VINCENT - If a 3.45-mill bond issue and 5-mill permanent improvement levy are approved by voters in November, Warren Local school district residents won't have to wait until the 2013-14 school year to have high school busing restored.
"As soon as I can get enough qualified drivers," Superintendent Tom Gibbs said when a resident asked how soon busing would be brought back Tuesday during a special board of education meeting at Warren High School. "I'll have positions posted the very next day."
Busing was one of the items discussed at Tuesday's meeting, during which board members and administrators outlined the proposal that would raise the local share of a nearly $29.8 million project to build a new high school, along with about $1.15 million a year for improvements to other district facilities. The board also gave unanimous approval to place the issue on the general election ballot.
EVAN BEVINS The Marietta Times
Warren Local Schools Superintendent Tom Gibbs discusses how money from a proposed permanent improvement levy would be used in the district during a special board of education meeting Tuesday in the Warren High School cafeteria.

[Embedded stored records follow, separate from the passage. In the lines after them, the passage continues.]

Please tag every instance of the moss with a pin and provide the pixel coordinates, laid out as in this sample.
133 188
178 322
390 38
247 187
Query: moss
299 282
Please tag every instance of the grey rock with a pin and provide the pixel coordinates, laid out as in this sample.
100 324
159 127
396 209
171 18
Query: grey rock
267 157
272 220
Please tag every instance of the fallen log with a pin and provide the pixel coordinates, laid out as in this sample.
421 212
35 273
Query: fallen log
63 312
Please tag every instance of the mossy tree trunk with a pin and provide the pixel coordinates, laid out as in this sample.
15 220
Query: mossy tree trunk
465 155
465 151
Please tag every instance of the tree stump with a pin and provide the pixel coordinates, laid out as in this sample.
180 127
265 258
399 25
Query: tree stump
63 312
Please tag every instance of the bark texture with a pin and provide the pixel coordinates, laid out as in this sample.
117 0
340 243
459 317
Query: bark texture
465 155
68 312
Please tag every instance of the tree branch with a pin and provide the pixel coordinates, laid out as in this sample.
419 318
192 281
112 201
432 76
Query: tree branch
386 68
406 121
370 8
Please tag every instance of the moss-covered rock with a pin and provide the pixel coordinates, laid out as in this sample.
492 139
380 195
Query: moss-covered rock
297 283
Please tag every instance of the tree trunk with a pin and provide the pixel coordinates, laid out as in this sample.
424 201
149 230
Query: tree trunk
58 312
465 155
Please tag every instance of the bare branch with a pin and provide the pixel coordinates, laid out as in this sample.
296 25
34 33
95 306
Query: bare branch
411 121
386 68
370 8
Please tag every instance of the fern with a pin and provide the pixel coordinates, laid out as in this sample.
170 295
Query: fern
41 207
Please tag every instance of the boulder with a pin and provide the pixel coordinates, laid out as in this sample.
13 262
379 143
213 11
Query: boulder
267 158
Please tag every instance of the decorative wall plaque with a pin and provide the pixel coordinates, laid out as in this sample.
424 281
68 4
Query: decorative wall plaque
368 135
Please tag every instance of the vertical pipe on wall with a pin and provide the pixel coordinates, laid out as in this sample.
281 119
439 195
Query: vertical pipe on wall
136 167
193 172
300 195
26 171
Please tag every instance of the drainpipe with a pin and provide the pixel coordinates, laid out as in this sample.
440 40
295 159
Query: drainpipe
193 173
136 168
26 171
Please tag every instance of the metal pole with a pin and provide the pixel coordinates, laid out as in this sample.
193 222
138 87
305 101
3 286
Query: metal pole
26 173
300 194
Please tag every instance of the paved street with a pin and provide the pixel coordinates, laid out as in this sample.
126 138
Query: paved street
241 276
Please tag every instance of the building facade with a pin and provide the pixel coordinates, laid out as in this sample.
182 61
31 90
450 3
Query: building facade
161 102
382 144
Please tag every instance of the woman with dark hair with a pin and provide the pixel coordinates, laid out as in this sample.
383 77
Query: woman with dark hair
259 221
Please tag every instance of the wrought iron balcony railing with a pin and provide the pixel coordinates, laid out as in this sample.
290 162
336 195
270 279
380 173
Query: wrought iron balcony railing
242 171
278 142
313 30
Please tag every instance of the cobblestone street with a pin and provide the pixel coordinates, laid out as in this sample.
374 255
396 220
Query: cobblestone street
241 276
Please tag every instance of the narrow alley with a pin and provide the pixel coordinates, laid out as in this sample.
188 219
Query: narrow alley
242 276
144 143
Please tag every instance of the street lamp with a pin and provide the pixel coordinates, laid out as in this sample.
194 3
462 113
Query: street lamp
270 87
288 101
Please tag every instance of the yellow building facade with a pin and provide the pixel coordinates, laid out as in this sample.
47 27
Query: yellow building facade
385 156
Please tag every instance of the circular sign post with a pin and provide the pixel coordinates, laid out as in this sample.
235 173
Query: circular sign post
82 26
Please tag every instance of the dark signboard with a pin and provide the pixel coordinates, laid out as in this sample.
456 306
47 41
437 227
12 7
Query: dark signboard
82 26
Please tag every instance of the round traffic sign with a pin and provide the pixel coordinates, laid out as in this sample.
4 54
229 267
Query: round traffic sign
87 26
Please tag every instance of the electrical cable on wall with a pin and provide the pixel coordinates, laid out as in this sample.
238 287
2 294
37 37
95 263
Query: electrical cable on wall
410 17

The bond issue would be paid back over 20 years, while the permanent improvement levy would be collected for 10. That means the cost to taxpayers would decrease by more than half after the 10th year if the levy expired and was not renewed.
It's the latest attempt to address the district's aging facilities after five bond issues to build multiple new schools have been rejected by voters over the last two years.
The elimination of high school busing to free up money for facility repairs has been a divisive issue in the district since it was first approved last year.
What it would cost
Annual cost of the Warren Local school district's proposed 3.45-mill bond issue and 5-mill permanent improvement levy:
$50,000 home:?$155.27 a year
$70,000 home: $181.15 a year
$100,000 home: $258.78 a year
$150,000 home: $388.17 a year
$200,000 home: $517.56 a year
Source:?Warren Local Schools
"I think there will be an argument amongst the board over who wants to make the motion to bring back busing," board President Bob Allen said.
All five board members said they would vote to restore busing if the issue passed.
Fleming resident Paula Hendrickson, one of 17 members of the public in attendance, asked whether busing would be threatened again in the near future by fiscal concerns.
"If this passes right now and busing's cut again, you're never going to get another (levy)," she said.
Board member John Nichols noted there is one hurdle to clear in the near future to avoid significant cuts - the renewal of an emergency levy set to expire in 2015.
"If we can count on the (emergency) levy revenue, then it's a pretty secure future as far as I can see," he said.
Treasurer Melcie Wells said passage of the permanent improvement levy and renewal of the emergency levy in two years would have the district's five-year financial forecast "in the black for all five years, which has not happened in a long time."
The emergency levy generates $1.75 million a year that goes to utilities, buses, textbooks and other costs, not salaries and benefits, Gibbs said.
"If we lost $1.75 million in funding, busing's going to be the least of your concerns as a community," he said.
While the precise location of the new high school has not been determined, it would be on the current campus shared by the existing high school and Barlow-Vincent Elementary. Barlow-Vincent would be demolished and the current high school would become an elementary school.
Belpre-area resident Shannon Pettit, 35, asked whether the high school was large enough to house all the elementary students in the district. Gibbs said the high school currently only has about 50 more students than B-V, and even with declining enrollment trends it would be "years and years" before such a consolidation could be made.
"We will need Warren Elementary and Little Hocking for the foreseeable future," he said.
Gibbs outlined the work that needs to be done at those schools, as well as the current high school, with the permanent improvement levy funds. That includes roof repairs of $500,000 at Warren Elementary, $350,000 at Little Hocking and $460,000 for three roofs at the high school, as well as boiler replacements, electrical upgrades, plumbing replacements and more.
The costs Gibbs presented totaled $7.5 million, although the bond issue would raise $11.5 million over 10 years. He said he did not budget out all of the money to account for inflation and additional needs that will arise.
One woman asked whether the bond issue and levy were an all-or-nothing proposition. Nichols said they were and that the board decided to present them as one issue instead of two due to the uncertainty that would be created by having separate votes.
"We're counting on, with this passing, alleviating several million dollars worth" of repairs at Barlow-Vincent, he said. "How much more do you add on to (a permanent improvement levy), not knowing what the outcome will be on the other issue on the ballot?"
Vincent resident Ray Smith asked how the board would convince "the people that perpetually vote no no matter what you put on the ballot" to support this proposal.
Nichols said they can't. Some people simply can't afford the tax increase and some oppose it for personal reasons, whether they're right or wrong, he said.
"You will never hear me condemn anybody for the choices they've made," Nichols said.
But he said some people are on the fence and he's talked to others who opposed previous issues but like the sound of this one.
"I am voting for this," said Nichols, who joined the board at the beginning of the year. "I didn't vote for the others."
Pettit said he supported the previous plans and will vote for this one.
"As a community, I think we just need to step up and do as they (the board) ask," he said. "It's not about me and someone 20 years ago in the school ... it's the kids."